Every time I see “Saturday Night Fever” I’m impressed by how good it is. Having been a child at the time of its release, I remember the disco craze that surrounded it. The movie was huge. Its impact was felt on television as the networks entered a war of the dance competition shows. John Travolta was catapulted into the spotlight as a megastar. The Bee Gees’ soundtrack album became one of the best selling albums of all time. The movie even received a rerelease with a PG rating that allowed people like my parents to drag kids like me to it and wrap everyone up in the disco craze.
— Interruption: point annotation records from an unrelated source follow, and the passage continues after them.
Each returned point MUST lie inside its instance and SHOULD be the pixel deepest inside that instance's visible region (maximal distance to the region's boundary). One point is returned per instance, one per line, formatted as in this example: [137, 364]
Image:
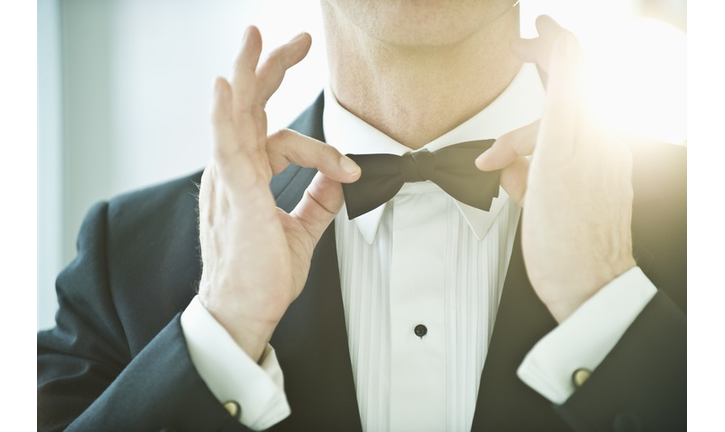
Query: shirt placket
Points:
[417, 334]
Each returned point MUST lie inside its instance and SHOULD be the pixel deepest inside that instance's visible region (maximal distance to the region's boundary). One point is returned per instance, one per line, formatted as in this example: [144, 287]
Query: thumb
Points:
[319, 206]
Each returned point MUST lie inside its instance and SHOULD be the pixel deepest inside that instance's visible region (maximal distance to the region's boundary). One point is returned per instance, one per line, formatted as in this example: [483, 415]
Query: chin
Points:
[421, 22]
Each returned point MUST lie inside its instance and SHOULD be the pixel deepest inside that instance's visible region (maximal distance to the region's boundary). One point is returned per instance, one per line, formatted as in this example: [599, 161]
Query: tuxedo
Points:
[117, 359]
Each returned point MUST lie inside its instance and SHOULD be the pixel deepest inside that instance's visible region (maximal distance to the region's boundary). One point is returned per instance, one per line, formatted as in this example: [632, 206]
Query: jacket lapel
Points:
[311, 340]
[504, 402]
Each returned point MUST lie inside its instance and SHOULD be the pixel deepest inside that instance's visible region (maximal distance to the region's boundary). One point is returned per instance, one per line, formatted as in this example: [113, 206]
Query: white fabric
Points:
[418, 260]
[230, 373]
[586, 337]
[425, 259]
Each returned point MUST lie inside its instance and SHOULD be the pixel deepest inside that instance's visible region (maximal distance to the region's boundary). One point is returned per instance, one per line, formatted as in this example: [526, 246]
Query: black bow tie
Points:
[452, 168]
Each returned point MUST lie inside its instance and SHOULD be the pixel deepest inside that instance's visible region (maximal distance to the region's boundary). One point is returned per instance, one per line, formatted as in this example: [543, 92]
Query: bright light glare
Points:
[638, 78]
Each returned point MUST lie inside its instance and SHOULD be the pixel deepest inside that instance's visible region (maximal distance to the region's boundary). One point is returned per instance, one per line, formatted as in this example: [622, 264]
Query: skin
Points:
[430, 66]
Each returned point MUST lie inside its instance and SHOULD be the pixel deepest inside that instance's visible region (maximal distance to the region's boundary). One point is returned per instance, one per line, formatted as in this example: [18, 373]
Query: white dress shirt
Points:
[424, 259]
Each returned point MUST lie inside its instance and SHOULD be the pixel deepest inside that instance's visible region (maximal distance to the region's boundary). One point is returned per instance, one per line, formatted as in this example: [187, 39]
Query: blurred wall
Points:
[123, 97]
[124, 88]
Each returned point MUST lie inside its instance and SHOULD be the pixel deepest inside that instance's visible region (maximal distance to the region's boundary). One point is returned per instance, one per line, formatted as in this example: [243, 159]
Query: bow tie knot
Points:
[452, 168]
[417, 167]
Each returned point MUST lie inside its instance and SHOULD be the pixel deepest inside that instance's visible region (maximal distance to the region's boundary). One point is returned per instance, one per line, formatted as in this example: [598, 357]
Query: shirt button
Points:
[421, 330]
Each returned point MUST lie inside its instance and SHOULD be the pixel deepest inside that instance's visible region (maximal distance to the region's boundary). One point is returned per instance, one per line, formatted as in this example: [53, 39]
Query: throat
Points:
[416, 94]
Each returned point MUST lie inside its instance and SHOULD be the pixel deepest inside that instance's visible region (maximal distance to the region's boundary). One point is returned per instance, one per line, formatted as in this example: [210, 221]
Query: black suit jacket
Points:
[117, 359]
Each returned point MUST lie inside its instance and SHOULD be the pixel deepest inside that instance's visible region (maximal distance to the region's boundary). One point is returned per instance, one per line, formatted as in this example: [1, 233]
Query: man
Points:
[418, 313]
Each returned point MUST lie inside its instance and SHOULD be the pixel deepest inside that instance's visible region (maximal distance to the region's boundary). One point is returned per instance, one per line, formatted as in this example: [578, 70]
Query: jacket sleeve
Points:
[642, 384]
[87, 378]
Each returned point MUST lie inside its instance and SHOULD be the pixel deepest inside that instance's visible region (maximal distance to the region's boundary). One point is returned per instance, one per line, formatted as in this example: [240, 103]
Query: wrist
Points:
[250, 334]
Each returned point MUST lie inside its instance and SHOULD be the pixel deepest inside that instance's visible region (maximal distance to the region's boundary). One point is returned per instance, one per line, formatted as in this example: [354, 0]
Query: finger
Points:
[548, 28]
[559, 123]
[244, 78]
[271, 73]
[224, 136]
[509, 147]
[514, 179]
[287, 146]
[319, 205]
[539, 50]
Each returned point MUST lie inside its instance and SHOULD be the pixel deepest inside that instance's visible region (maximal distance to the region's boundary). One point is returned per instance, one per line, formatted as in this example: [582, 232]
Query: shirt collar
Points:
[520, 104]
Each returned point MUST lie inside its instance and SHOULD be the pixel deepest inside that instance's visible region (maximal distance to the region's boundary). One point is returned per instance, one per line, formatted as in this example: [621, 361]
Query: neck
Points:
[415, 94]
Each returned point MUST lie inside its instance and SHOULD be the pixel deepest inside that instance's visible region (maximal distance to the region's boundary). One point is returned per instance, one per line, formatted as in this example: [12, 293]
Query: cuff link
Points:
[580, 376]
[234, 409]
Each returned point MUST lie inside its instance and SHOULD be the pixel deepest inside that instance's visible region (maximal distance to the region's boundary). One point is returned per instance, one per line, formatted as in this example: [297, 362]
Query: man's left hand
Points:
[576, 190]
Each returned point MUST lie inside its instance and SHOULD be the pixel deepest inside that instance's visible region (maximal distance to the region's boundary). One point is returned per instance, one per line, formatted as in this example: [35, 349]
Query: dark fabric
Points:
[117, 360]
[452, 168]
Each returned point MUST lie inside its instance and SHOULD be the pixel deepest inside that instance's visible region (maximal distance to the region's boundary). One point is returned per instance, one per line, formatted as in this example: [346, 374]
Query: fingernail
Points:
[298, 37]
[349, 165]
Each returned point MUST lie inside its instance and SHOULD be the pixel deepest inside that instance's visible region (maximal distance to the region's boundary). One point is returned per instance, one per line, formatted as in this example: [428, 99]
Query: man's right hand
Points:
[256, 256]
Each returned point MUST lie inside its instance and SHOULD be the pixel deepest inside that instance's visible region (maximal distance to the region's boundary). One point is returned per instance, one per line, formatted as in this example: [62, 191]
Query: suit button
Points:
[580, 376]
[234, 409]
[420, 330]
[627, 422]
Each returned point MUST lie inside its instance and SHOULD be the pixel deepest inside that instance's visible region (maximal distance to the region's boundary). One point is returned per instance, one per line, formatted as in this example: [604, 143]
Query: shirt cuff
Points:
[585, 338]
[231, 374]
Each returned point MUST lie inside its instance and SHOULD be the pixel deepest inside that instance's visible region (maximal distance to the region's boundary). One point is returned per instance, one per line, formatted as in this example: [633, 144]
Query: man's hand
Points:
[576, 190]
[255, 256]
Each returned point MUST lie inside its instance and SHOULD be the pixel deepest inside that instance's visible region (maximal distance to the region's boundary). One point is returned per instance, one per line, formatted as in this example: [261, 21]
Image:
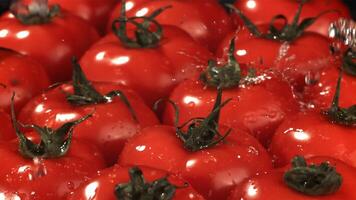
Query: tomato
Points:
[211, 158]
[205, 20]
[49, 166]
[6, 130]
[96, 12]
[65, 36]
[151, 69]
[262, 11]
[114, 120]
[296, 59]
[107, 184]
[21, 75]
[271, 186]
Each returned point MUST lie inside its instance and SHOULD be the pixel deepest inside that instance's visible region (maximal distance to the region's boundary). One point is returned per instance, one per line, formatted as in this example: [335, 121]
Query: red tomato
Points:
[52, 42]
[21, 75]
[205, 20]
[150, 69]
[212, 171]
[96, 12]
[112, 122]
[245, 111]
[295, 59]
[321, 93]
[311, 134]
[6, 130]
[104, 185]
[47, 167]
[262, 11]
[271, 186]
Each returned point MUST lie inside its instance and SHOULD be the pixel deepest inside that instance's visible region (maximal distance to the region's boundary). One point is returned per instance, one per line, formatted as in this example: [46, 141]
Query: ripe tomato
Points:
[310, 134]
[211, 158]
[296, 59]
[112, 123]
[151, 69]
[96, 12]
[49, 166]
[6, 130]
[205, 20]
[107, 184]
[21, 75]
[65, 36]
[262, 11]
[271, 186]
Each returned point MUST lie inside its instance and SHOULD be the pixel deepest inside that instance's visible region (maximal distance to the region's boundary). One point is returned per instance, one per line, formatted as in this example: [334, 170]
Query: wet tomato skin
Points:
[66, 36]
[311, 134]
[102, 186]
[110, 126]
[205, 20]
[270, 186]
[242, 112]
[47, 178]
[151, 72]
[212, 171]
[22, 75]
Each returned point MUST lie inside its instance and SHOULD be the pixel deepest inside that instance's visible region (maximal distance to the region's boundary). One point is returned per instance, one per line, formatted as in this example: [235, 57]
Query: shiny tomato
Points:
[272, 186]
[96, 12]
[262, 11]
[21, 75]
[311, 134]
[295, 59]
[109, 182]
[212, 171]
[6, 130]
[51, 41]
[47, 166]
[114, 119]
[153, 68]
[205, 20]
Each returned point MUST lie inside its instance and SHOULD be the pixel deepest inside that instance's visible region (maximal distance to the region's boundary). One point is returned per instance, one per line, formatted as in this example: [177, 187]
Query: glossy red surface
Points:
[52, 44]
[102, 186]
[109, 127]
[212, 171]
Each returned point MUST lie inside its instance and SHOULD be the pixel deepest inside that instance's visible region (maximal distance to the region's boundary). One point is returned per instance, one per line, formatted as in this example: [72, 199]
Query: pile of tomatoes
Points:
[177, 99]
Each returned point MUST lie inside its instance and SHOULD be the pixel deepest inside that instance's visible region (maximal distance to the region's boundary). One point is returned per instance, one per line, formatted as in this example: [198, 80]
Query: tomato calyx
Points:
[37, 12]
[145, 37]
[226, 76]
[203, 133]
[338, 115]
[139, 189]
[288, 32]
[86, 94]
[313, 180]
[54, 143]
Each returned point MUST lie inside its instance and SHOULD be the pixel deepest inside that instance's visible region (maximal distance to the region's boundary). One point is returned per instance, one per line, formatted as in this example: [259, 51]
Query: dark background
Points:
[4, 4]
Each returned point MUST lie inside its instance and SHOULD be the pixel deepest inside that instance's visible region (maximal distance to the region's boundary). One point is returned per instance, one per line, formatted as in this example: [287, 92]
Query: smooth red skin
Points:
[310, 134]
[61, 177]
[271, 186]
[52, 44]
[257, 109]
[21, 75]
[309, 53]
[102, 186]
[212, 172]
[321, 94]
[109, 127]
[96, 12]
[264, 11]
[6, 130]
[205, 20]
[152, 72]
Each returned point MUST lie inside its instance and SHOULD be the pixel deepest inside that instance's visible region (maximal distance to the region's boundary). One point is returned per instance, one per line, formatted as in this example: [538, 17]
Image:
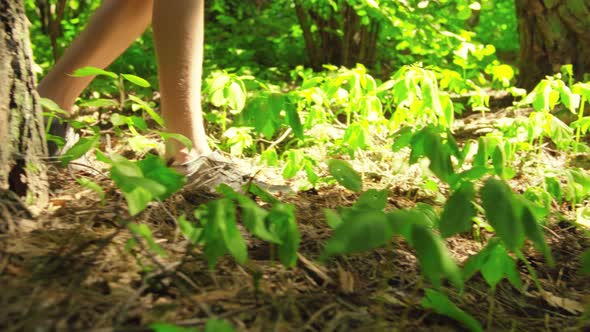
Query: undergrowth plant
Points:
[411, 112]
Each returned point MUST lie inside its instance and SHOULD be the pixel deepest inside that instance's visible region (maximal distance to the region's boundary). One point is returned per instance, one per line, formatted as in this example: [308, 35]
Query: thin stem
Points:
[579, 128]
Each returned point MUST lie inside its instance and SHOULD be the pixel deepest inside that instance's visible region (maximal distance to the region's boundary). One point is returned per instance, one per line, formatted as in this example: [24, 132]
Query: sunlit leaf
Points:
[136, 80]
[360, 231]
[92, 71]
[345, 174]
[503, 213]
[435, 260]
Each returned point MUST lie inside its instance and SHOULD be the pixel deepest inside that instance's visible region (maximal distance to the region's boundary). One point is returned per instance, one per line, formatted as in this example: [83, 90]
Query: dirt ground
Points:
[68, 270]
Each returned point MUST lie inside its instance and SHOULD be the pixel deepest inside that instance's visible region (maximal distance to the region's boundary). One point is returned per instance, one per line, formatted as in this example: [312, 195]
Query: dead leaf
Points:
[346, 280]
[569, 305]
[315, 269]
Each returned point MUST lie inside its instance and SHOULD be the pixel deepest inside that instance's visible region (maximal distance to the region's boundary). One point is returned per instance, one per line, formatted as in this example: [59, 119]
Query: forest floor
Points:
[68, 270]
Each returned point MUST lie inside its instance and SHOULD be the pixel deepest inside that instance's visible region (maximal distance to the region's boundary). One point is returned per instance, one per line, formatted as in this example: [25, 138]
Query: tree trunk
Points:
[337, 38]
[22, 139]
[552, 33]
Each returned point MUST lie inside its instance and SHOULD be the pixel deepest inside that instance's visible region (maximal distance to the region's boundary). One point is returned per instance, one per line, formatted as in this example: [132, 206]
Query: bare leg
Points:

What my five-year-old self took away from the movie at the time was that a white suit with a black shirt was the epitome of cool and playing around on the Verrazono Narrows Bridge was a bad idea. It was just your typical blockbuster in my mind. A crowd pleaser, which by 70’s gold-plated standards, I suppose it was. When I saw it as a young adult I thought my parents were awful people for having brought a six-year-old to see a movie with a gang rape scene in it. It was shortly after that screening that I learned it had been edited out (along with all the bad language) for the PG version that was released for mainstream audiences because of the film’s popularity.

Now, I see it for the social criticism that it is. This movie is not kind to the lifestyle these young men embraced in the 70s. It is not nice to Travolta and his group of friends. They’re depicted as racist bigots who bash blacks, Hispanics, homosexuals and women without any question of hiding their feelings toward others. They come from families that worship religious ambition and have taught them nothing of tolerance or empathy. Travolta’s Tony Manero aspires to be something better, but must fight against the environmental conditioning in which he’s been raised. It’s a coming of age story that’s about so much more than the typical trivialities of young adulthood.

His dancing partner, Stephanie, isn’t as far beyond Tony’s maturity that she thinks she is, but she is a doorway to a life without the walls of conditioning of his upbringing and social stagnancy. The dancing is another doorway out of his environment of stereotypes and blind acceptance. It’s important that he breaks from his friends to protest his own dance contest win. He finally understands that you can’t be judged on how you look or what social group you belong to. Some people have talent that is not dictated by race or appearance or gender. He’s one of them, but the only way he can fully realize it is to accept that others have it too. It’s a powerful realization that finally opens his eyes up to his own friend’s suffering but too late. Bobby’s sacrifice, however, is what ultimately leads to Tony’s salvation.